The daily fish market (designed some say by Gustave Eiffel) and the Saturday market that runs along the adjoining waterfront are without question some of the best in the world and heaven for all foodies!
The town has escaped the package tourist and golfing crowds. It isn't technically a beach town. However, one of its joys is taking a ferry or river taxi to the outlying islands. The islands of Armona, Culatra, Farol and Deserta each have subtly different characters and vibe, but all share wonderful clean beaches and echo a slower, simpler time. No cars, kids jumping off pontoons and having the freedom to roam and play with friends without fear or restriction, the air rich with the smell of freshly grilled sardines …
A few years back, a handful of artists and creatives recognised the magic and potential of Olhao’s old town, and set themselves the task of saving its unique mix of Moorish cubism and faded grandeur.
We joined them in 2013, at a time when Portugal and the town could be fairly described as on its knees. But not now! The town has refound its heartbeat and on almost every street at least one of the houses of the old town is being brought back to its former glory …

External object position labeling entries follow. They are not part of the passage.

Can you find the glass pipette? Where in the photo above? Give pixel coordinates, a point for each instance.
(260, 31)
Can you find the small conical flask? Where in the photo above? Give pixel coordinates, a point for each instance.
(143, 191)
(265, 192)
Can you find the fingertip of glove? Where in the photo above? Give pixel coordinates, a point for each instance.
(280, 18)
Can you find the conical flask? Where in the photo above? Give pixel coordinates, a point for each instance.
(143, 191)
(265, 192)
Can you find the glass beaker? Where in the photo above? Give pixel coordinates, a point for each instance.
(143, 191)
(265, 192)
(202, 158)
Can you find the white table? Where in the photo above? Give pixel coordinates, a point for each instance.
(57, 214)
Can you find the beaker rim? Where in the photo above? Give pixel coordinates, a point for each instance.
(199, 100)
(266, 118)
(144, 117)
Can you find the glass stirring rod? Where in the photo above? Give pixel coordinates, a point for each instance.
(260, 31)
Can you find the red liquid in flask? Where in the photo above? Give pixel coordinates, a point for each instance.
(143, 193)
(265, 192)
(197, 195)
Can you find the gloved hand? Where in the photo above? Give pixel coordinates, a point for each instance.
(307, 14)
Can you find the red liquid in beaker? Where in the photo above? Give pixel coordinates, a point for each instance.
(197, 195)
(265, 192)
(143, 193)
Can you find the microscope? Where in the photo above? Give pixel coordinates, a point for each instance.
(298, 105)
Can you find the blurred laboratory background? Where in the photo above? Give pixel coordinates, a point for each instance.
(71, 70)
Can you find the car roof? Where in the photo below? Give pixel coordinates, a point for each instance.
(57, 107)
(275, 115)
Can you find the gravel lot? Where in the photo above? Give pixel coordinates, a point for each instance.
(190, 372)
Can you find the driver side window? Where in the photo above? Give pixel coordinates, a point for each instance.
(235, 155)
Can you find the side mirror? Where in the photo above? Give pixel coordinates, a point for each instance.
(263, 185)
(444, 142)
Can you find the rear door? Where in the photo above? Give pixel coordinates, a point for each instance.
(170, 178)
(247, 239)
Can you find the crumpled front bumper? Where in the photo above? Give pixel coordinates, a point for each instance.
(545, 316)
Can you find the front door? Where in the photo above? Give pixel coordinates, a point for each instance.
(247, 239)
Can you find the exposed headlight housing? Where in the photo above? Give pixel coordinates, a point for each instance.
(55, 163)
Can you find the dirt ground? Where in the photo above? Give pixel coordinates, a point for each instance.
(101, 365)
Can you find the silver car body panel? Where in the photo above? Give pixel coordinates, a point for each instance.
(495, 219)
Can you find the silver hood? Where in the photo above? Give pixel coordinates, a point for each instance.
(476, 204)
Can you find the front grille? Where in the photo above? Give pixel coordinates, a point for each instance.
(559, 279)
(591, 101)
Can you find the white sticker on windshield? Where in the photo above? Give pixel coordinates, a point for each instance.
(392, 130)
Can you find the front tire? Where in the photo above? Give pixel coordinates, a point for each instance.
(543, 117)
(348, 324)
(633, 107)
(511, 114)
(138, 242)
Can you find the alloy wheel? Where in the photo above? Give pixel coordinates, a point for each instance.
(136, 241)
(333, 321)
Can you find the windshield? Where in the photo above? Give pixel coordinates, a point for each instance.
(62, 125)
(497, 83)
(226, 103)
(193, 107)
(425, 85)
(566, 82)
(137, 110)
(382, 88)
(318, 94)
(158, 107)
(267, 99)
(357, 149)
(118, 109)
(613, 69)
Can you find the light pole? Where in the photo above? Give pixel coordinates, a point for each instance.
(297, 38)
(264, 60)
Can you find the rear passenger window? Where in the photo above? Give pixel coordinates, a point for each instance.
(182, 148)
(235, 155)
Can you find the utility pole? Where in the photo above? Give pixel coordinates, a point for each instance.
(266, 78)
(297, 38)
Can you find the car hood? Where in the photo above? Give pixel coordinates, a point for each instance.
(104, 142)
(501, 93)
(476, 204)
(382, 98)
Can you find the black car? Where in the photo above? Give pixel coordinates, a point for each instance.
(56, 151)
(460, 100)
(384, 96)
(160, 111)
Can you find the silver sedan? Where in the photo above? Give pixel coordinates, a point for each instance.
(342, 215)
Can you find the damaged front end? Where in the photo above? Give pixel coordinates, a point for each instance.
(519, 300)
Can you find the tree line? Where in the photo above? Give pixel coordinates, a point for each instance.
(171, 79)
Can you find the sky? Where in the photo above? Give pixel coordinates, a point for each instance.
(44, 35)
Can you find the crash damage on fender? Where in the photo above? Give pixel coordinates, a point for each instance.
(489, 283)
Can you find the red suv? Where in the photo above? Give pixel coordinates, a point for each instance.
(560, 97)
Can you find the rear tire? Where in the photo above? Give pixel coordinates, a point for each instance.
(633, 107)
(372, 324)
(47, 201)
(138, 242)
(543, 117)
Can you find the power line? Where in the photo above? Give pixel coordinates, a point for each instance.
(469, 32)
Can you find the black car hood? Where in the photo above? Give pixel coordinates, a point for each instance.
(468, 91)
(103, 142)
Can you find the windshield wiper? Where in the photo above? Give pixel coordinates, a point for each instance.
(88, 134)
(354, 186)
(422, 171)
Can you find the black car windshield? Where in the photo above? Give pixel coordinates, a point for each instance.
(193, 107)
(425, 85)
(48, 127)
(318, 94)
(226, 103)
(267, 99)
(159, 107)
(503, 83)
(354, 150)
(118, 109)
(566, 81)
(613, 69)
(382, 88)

Casa Fuzetta is one of those houses. Indeed, one of the biggest. With elements dating back to the sixteenth century, the principal building was commissioned as a gentleman’s residence by Dr Carlos Fuzeta at the end of the nineteenth century. Dr Fuzeta was something of a local hero – a maritime lawyer, philosopher and philanthropist, and in the only instance we know of, the town honoured him with a large plaque on the facade of the house.
After Dr Fuzeta's death the house was split up and suffered terrible neglect. However, it is still affectionately remembered by the older members of the community for when the property housed the electricity board and where they went to pay their first electricity bills… They have all kept a keen eye on our restoration work and shared their love and stories of the house.